Apabila kamu manusia Jakarta yang pada lima hingga enam tahun lalu memutuskan menjadi seorang vegan, focus dengan makanan plant-based, atau mulai merasa bahwa ingin mengubah pola makan menjadi seimbang antara sayur dan daging, bisa dibilang tahun itu masih cukup sulit menemukan restoran dan tempat makan yang dapat memenuhi keinginan kamu. Namun lompat lima tahun – 2020 – keadaannya sudah berbeda. Hampir di tiap wilayah yang dikenal sebagai destinasi tempat makan urban pasti mempunyai restoran yang focus terhadap makanan plant-based atau vegan.

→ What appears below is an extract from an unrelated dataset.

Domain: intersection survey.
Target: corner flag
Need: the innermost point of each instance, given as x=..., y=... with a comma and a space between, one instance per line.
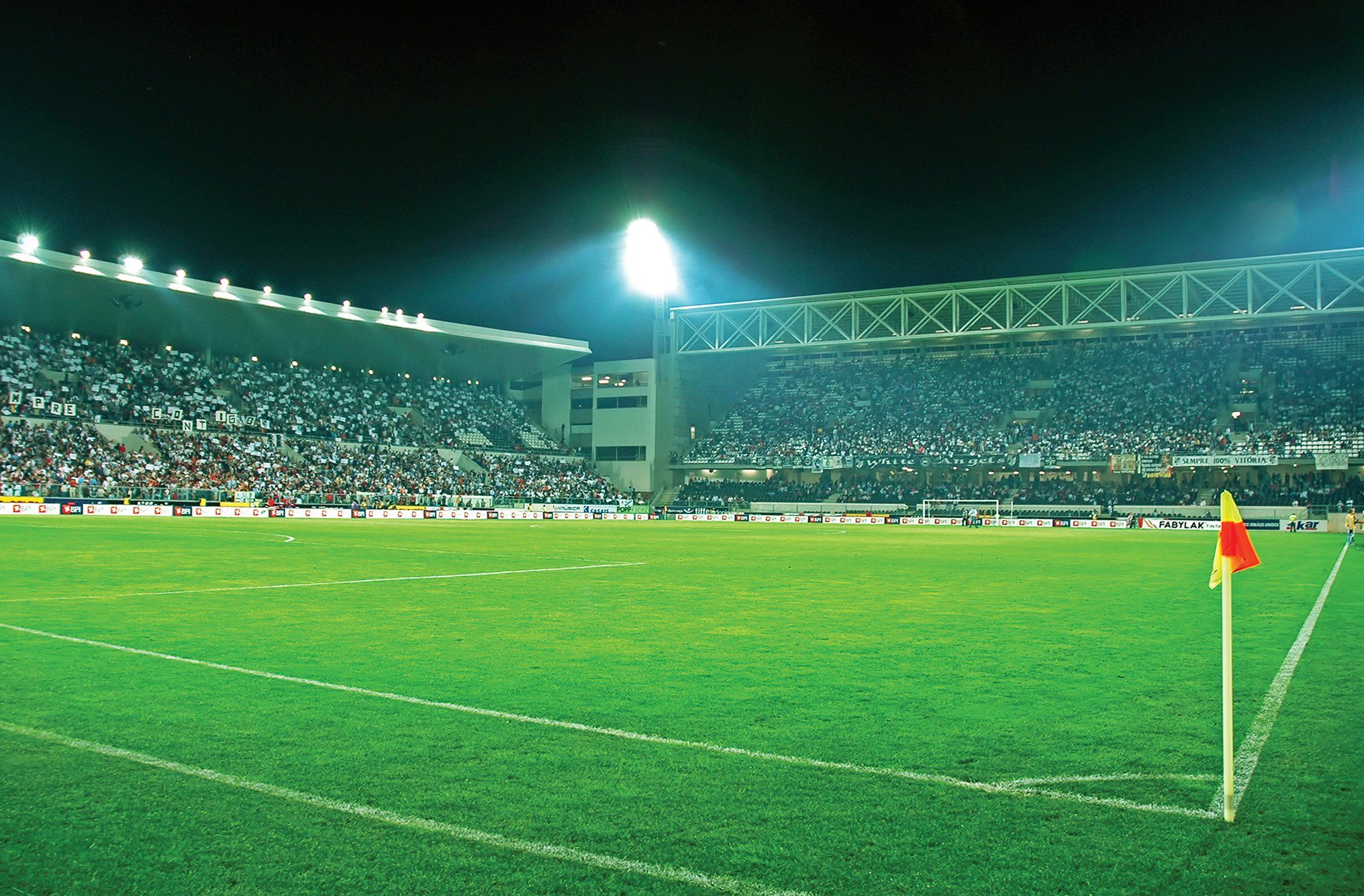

Kehadiran mereka muncul secara parallel dengan meningkatnya kesadaran masyarakat urban Jakarta tentang pola hidup yang seimbang, mindful eating, dan juga konsep ketenangan jiwa dan kesehatan mental (mental health). Bukan hanya tiga hal itu saja, tingginya minat generasi baru chef Ibukota untuk menggunakan bahan baku lokal yang sudah ada ataupun yang masih langka juga menjadi factor yang mendorong penggunaan bahan baku berbasis sayuran. Permakultur dan bertani tiba-tiba menjadi kegiatan yang disukai sebagian generasi milenial dan juga Gen-Z; restoran kontemporer pun juga turut menghadirkan set menu yang sungguh kreatif dengan satu janji: Kamu tidak akan kangen dengan daging setelah menikmati kreasi vegan mereka.

Dengan tingginya minat para putra dan putri Ibukota terhadap konsep plant-based dan vegan ini, kebutuhan untuk sebuah panduan lengkap pun diperlukan. Di sinilah Jakarta Vegan Guide kreasi seorang Firmansyah Mastup berdiri, sebagai panduan komprehensif segala hal tentang vegan di Jakarta. Kami berbincang dengan Firmansyah mengenai bagaimana ia mendirikan Jakarta Vegan Guide, serta hal lain yang menarik untuk diketahui.

1. Boleh ceritakan latar belakang Firman sampai akhirnya tercetus Jakarta Vegan Guide?

Dari kecil saya sangat menyukai makanan dan selalu membayangkan diri saya untuk bekerja di hotel atau restoran. Oleh karena itu saya memutuskan untuk melanjutkan sekolah perhotelan. Setelah lulus dari salah satu sekolah tinggi perhotelan di Jakarta, saya mencoba bekerja dibeberapa bidang di perhotelan dari mulai dapur hingga front-of the house. Lima tahun terakhir saya bekerja di RATIONAL sebagai Regional Sales Manager Indonesia dan Filipina. Mungkin beberapa chef yang membaca artikel ini akan mengenali saya sebagai “chef” sales dari RATIONAL, perusahaan terdepan di bidang combi-oven atau kitchen equipment yang berbasis di Jerman.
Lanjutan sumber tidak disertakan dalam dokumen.